Stuck my head down the hole in the floor to check how much water was still under the house where I am installing a bathtub and replumbing for new fixtures and a raccoon was looking back at me. Fortunately, he/she wasn't that close, about 3' away and on the other side of some pipes, but this raccoon was not shy as I had a 500W light under the house and I had been sucking water out with a shopvac. I am not looking forward to finishing the plumbing until I can figure out a good way to wave good-bye to Rocky and friends. My worst nightmare is that a "Rockie" is a "Rockette" and has a brood under the house with her. Protective mothers are dangerous animals. Its a little late now to close up the outside grate that I left open, in fact, that's the way I'd like them '***** to exit.

Any effective sure-fire plans for this problem?? Sound blasts? Smoke?. Poison bait, (not my favorite)? Sawed-off shotguns? There is not a lot of space to turn around in the muddy wet crawl space and if a raccoon chose to attack, it could get ugly. I'd rather watch Stephen King movies on the big screen instead of becoming the victim in one of them....
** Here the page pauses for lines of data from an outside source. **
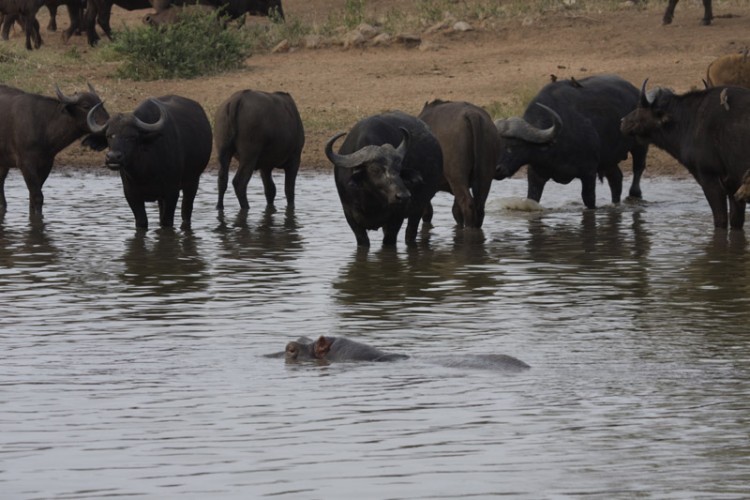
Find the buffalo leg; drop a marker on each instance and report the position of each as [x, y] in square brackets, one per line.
[138, 207]
[52, 24]
[458, 214]
[536, 185]
[391, 229]
[669, 13]
[736, 213]
[359, 232]
[412, 226]
[614, 178]
[269, 188]
[188, 197]
[8, 21]
[225, 157]
[639, 166]
[241, 180]
[427, 214]
[588, 190]
[290, 180]
[3, 175]
[167, 207]
[708, 14]
[717, 200]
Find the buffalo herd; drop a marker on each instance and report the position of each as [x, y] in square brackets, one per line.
[390, 165]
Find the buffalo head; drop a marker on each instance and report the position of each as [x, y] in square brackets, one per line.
[126, 133]
[650, 116]
[377, 170]
[520, 141]
[80, 106]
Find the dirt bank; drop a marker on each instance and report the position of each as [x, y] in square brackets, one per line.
[497, 65]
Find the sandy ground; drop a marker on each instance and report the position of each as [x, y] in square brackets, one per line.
[498, 65]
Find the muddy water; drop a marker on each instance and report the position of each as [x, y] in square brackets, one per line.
[132, 364]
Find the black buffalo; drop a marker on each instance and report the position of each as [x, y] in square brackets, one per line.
[34, 128]
[707, 12]
[100, 11]
[571, 130]
[470, 147]
[387, 170]
[706, 131]
[24, 11]
[263, 131]
[159, 149]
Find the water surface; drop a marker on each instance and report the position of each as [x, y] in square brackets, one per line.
[133, 363]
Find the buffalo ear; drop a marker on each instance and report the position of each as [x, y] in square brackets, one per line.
[322, 346]
[95, 142]
[411, 177]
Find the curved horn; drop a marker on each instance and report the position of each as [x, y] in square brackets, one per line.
[63, 98]
[335, 158]
[157, 125]
[521, 129]
[643, 101]
[93, 126]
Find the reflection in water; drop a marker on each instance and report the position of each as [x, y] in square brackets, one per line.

Open to suggestions, balanceact


----------



## Kim1181 (Jan 21, 2004)

Get a live trap (you might be able to borrow one from a pest control company), set it outside of the open grate and bait it with sardines. Catch the rascal and carry it far from home and turn it lose. As far as whether or not there are babies, I can't help you with that... sorry.


----------



## balanceact (Feb 14, 2004)

Thanks Kim for your suggestions. I kind of like the idea of trapping the little critter myself, but I will wait unti tomorrow when I can get in touch with the Humane Society and the Animal control people here in Redwood City, Ca. before making a definitive move.

wayne


----------



## Kim1181 (Jan 21, 2004)

Your welcome Wayne. I've worked for a pest control company for 18 years and we've caught and released plenty of raccoons and opposums. Good luck with yours and keep us posted.

Kim


----------



## Teetorbilt (Feb 12, 2004)

We use mothballs, they also keep critters out of your flowerbeds and veggie garden.


----------



## balanceact (Feb 14, 2004)

Teetorbilt and Kim

Another contractor friend also rcommended mothballs.

After my initial confrontation and subsequent fantasies nothing happened! I suspect that the '**** was even more afraid of me and left the crawl space. I had left the acess cover off and I put down flour in front of it to see if critters were going in or out. Not a track to be seen in two days, so I closed up the access and checked that there wasn't any other way in. 

The next time I went under the house through the bathroom floor, I checked around and I carried a long stick just in case I had to fend off a trapped raccoon under the house. 3 days now and no sign of Rocky so I think my legs are safe and my nightmare nights are over.

Thanks for all your suggestions, wayne


----------